One of the best things that happened to us is that I accidentally hit her with the phone. In response, she called the police to report child abuse while I was at the market. When authorities arrived, I told them about what had been going on and they wanted to arrest her for her own safety. But they didn’t because the sheriff knew her and decided to keep her safe and isolated at home.
She calmed down, but then became more and more violent. She felt trapped and attacked a door with a hammer even though the door wasn’t locked. I was horrified by her behavior. She threatened to beat up a little boy for splashing water at her friend. She got into a fistfight with her friend who was with us. I must admit that I was rooting for the friend. She called her best guy friend and told him that they needed to have sex because she’d get pregnant and their child would be the messiah. She had visions of being raped earlier in her life. I didn’t know what to believe, but she needed help.
I’d had it. I’d written down everything I knew at the time.
So we drove for another nine hours being tortured by her until she fell asleep.
It felt as though she didn’t wake up from that sleep. When we arrived at home she was a different person. There was an absence of emotion. She could hardly move or communicate. She’d get this look in her eyes of terror. She knew something was wrong with her. Sometimes she’d mumble, “I’m crazy.”
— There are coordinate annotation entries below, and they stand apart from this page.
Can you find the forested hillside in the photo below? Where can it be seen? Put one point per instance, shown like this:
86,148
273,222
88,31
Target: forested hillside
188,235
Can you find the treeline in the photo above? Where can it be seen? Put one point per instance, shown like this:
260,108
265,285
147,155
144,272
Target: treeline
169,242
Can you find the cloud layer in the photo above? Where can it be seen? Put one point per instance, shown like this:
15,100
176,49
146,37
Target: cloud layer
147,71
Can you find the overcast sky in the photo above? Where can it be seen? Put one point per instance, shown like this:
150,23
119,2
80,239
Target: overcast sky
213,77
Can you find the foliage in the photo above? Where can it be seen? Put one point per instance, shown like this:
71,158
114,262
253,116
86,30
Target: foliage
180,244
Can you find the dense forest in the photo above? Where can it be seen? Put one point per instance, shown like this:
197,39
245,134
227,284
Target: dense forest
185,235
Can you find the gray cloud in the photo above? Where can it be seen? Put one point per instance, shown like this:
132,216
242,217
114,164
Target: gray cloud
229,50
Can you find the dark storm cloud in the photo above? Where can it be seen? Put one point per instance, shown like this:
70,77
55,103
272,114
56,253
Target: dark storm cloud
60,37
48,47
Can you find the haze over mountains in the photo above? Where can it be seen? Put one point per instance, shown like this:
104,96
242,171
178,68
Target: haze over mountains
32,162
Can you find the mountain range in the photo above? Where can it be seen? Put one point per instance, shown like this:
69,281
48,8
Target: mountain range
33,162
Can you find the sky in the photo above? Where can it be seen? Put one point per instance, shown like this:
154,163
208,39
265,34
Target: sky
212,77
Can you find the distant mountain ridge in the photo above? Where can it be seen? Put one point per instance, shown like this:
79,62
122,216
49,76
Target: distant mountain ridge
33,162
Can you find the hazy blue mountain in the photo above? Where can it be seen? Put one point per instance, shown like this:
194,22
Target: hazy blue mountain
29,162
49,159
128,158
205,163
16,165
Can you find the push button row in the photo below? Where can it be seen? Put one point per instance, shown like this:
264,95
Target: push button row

When we had her diagnosed, she was unable to speak for herself. My journal told her story.
When I looked into Robin’s eyes, I did not see her. Her eyes were vacant. There was nothing I could do to help her but pray that the medications work and that they work fast.
The medications worked slowly. It was hard for me to be there for her after all the torture she put me through. But I found a way because I knew that everything I’d witnessed wasn’t really my daughter. I could clearly see the Bipolar Disorder. I was determined to be by her side and help her reclaim her life.
I can’t tell anyone how to be a mother of a person living with Bipolar Disorder. I know I wasn’t perfect. But I can say that your child needs to know that you accept them and that you see them for who they are, and not define them by the disorder.